If I had no other abilities, I would probably be a professional list-maker. I am great at making lengthy, thorough, wordy lists. I do not like to title my lists as "To Do", I prefer to be more specific, "Things That Must Get Done Before I Leave For Whistler Next Week" is about adequate. All that being said, I am much better at making lists than doing what is on the list. My list for this week includes "Clean my room" so that the list looks visually more accomplished than it actually is. Even THAT isn't working in my favour today. Now it just looks like I have way more things to do than I want to actually be doing. Luckily, however, one of the things on my list for this week is "make a costume" which will be awesome once it's done and also "make caramel apples for Jen's birthday" which can never be a bad thing.

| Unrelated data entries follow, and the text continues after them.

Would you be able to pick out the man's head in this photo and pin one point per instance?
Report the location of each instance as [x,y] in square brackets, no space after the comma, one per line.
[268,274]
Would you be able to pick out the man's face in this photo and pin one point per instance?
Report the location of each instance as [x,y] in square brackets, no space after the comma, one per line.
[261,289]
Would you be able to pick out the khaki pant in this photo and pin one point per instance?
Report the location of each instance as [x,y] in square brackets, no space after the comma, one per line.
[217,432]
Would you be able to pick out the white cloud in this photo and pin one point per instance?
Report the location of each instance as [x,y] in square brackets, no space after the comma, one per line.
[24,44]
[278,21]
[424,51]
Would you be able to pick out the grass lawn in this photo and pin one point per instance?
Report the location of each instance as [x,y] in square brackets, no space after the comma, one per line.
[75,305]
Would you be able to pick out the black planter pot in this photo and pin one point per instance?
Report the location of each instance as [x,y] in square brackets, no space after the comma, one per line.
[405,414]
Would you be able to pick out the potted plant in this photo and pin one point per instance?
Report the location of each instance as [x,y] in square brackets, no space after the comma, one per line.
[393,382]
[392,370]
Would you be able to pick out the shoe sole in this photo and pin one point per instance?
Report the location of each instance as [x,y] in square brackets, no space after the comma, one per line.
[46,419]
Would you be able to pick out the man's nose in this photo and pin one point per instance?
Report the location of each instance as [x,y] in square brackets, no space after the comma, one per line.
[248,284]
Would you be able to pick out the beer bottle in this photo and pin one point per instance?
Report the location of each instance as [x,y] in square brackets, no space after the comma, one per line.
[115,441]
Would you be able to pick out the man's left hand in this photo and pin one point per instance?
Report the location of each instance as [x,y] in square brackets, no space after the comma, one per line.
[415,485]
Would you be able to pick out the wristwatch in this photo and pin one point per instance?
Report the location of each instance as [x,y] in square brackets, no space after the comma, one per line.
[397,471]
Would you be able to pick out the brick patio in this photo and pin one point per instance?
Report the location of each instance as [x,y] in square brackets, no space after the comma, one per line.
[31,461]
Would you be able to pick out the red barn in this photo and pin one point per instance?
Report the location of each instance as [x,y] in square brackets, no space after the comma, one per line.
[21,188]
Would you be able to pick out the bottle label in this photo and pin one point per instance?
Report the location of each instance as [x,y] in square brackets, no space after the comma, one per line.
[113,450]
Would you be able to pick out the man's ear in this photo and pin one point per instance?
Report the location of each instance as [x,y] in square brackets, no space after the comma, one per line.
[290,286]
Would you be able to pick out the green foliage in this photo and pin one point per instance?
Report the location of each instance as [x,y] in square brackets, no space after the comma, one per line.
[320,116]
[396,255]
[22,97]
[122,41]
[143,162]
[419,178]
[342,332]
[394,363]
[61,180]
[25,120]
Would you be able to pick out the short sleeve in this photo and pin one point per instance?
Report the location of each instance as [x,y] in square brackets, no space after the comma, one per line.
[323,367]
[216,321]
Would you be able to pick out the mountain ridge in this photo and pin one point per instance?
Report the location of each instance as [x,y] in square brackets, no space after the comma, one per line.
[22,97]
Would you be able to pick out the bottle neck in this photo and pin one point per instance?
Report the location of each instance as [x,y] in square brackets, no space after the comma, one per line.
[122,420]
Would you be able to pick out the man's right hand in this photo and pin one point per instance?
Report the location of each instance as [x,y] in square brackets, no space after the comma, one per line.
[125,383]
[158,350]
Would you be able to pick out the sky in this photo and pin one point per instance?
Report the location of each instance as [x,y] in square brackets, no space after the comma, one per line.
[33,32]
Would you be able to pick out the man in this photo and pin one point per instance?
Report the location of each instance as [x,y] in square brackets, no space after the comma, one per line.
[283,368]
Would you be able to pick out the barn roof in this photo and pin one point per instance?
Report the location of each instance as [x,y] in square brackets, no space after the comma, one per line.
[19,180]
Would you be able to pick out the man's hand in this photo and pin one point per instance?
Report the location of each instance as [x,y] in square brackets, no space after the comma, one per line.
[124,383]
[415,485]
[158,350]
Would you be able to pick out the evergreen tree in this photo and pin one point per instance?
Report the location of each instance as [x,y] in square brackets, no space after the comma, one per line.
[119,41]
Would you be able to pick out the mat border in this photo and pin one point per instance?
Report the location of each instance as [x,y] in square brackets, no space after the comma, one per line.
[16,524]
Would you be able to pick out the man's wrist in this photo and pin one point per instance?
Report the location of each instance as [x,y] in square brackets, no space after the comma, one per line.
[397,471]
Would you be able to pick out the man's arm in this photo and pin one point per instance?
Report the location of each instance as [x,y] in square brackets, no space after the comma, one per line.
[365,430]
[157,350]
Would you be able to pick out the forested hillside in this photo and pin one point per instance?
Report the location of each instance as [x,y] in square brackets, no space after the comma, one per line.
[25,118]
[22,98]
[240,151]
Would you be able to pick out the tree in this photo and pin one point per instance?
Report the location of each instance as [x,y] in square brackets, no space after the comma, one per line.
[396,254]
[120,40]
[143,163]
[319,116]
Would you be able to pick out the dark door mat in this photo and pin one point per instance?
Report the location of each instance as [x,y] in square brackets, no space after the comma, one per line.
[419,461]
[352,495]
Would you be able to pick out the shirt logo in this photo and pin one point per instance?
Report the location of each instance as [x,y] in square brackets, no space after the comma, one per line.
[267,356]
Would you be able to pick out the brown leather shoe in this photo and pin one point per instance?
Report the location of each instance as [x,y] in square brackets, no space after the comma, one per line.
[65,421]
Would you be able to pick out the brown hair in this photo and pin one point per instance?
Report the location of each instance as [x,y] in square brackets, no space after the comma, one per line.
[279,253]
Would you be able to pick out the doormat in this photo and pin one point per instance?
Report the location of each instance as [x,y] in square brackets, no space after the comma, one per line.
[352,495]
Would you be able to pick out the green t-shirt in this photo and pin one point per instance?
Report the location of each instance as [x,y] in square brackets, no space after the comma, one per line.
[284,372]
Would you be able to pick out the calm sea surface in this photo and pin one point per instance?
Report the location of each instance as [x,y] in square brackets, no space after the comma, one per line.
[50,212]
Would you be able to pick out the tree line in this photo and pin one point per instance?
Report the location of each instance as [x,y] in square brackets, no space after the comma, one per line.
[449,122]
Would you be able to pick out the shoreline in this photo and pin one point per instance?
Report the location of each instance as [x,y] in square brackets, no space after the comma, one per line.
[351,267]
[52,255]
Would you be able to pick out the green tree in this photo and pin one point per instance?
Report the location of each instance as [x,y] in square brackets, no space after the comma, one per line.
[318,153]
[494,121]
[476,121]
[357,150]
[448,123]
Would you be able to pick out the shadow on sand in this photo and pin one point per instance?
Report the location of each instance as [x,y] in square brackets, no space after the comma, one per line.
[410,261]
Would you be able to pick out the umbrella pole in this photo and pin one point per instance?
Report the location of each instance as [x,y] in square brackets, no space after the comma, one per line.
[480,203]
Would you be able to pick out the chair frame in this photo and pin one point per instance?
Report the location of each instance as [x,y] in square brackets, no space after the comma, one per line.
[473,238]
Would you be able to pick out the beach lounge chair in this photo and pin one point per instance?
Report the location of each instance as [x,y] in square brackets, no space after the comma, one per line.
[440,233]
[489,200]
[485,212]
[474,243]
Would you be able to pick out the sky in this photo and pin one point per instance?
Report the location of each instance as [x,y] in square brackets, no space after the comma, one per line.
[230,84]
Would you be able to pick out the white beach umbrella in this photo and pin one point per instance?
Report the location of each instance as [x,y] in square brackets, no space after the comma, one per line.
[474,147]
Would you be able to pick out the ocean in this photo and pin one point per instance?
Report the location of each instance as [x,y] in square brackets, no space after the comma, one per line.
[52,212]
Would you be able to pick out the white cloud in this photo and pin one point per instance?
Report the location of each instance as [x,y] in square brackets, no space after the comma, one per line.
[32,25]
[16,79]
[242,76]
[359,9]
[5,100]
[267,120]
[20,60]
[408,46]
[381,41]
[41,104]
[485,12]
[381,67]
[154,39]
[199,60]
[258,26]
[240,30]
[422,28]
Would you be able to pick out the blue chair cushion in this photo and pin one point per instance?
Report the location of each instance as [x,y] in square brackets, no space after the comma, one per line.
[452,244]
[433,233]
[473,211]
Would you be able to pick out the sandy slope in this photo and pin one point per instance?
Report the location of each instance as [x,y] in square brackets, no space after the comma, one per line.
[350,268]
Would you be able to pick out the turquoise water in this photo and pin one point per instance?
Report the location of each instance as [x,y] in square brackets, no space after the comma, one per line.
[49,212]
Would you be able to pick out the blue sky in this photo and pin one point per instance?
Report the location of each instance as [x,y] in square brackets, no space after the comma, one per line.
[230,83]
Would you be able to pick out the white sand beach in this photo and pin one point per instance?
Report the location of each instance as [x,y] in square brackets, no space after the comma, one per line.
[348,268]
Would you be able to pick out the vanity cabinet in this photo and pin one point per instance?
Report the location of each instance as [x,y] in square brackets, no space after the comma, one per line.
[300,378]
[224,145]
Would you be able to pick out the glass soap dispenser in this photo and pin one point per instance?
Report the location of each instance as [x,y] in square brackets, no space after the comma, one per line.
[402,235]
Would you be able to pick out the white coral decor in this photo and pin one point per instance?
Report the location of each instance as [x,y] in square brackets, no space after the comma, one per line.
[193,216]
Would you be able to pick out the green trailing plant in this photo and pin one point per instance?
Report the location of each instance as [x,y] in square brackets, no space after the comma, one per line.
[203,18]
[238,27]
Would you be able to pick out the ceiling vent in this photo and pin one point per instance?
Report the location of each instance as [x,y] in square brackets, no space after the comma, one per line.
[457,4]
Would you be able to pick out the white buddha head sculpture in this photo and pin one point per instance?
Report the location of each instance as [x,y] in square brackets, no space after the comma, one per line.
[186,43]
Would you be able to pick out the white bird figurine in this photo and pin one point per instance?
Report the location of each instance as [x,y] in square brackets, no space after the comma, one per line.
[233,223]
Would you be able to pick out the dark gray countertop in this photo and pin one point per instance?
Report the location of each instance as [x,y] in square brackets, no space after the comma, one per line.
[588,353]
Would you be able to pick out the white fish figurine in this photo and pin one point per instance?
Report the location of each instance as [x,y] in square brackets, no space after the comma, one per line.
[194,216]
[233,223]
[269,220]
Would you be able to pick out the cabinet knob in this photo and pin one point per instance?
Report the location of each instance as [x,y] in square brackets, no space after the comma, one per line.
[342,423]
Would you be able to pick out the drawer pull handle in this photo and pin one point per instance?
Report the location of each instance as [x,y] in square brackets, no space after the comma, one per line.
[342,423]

One of the things I did accomplished so far today is the slight restoration/enhancement/re-colour-vamping of an old painting. When I was approached to do this I shrank away with fear and reservations. "You want me to do what????!!#4@#%?" but after much deliberation between my selves I came to the conclusion that this would be an interesting project and the person who asked me is a very wonderful person and for those of you who don't know yet, I am a sucker for wonderful people.
So I started by internetting "painting restoration" and the internet basically told me, "GET SOMEONE ELSE TO DO IT" and I was all like, "Aw HECK no, internet." So after taking some tips from some great websites I started off by cleaning the painting. The internet was all like, "Clean the painting but don't RUB the painting, yo." and so I was EXTRA freaked out about touching it. So centimeter by centimeter I started cleaning the painting which wasn't really dirty in the first place. Phew. Good. Next!
Then I began with some really thin glazes of some really vibrant colours. I knew that since these glazes would be super oily, if I didn't like how it looked I could just rub it away (internet says: NO RUBBING. Back off, internet). Luckily, it looked great. It basically looked how I was envisioning it. What is great about this painting is that it is A) A seascape which is the love of my heart and 2) it has all sorts of little details that really make a painting POP. Have you ever read C.S. Lewis' Voyage of the Dawn Treader? And that part where the painting looks so REAL you thought the ship was actually coming OUT at you? And then you are on this ship with this dashing young man with curly blond hair?!?! And you're all like, "Eustace, you're such a worm"???? Well, the painting isn't there, but sometimes I feel there when I'm working on it.
In conclusion (because most of you have stopped reading this anyways), I really wanted to keep the original brush strokes visible because a painter's brush strokes are like his or her fingerprints. I wanted it to look like no one else had touched it at all. It was fun and I'd be glad to pine over it again.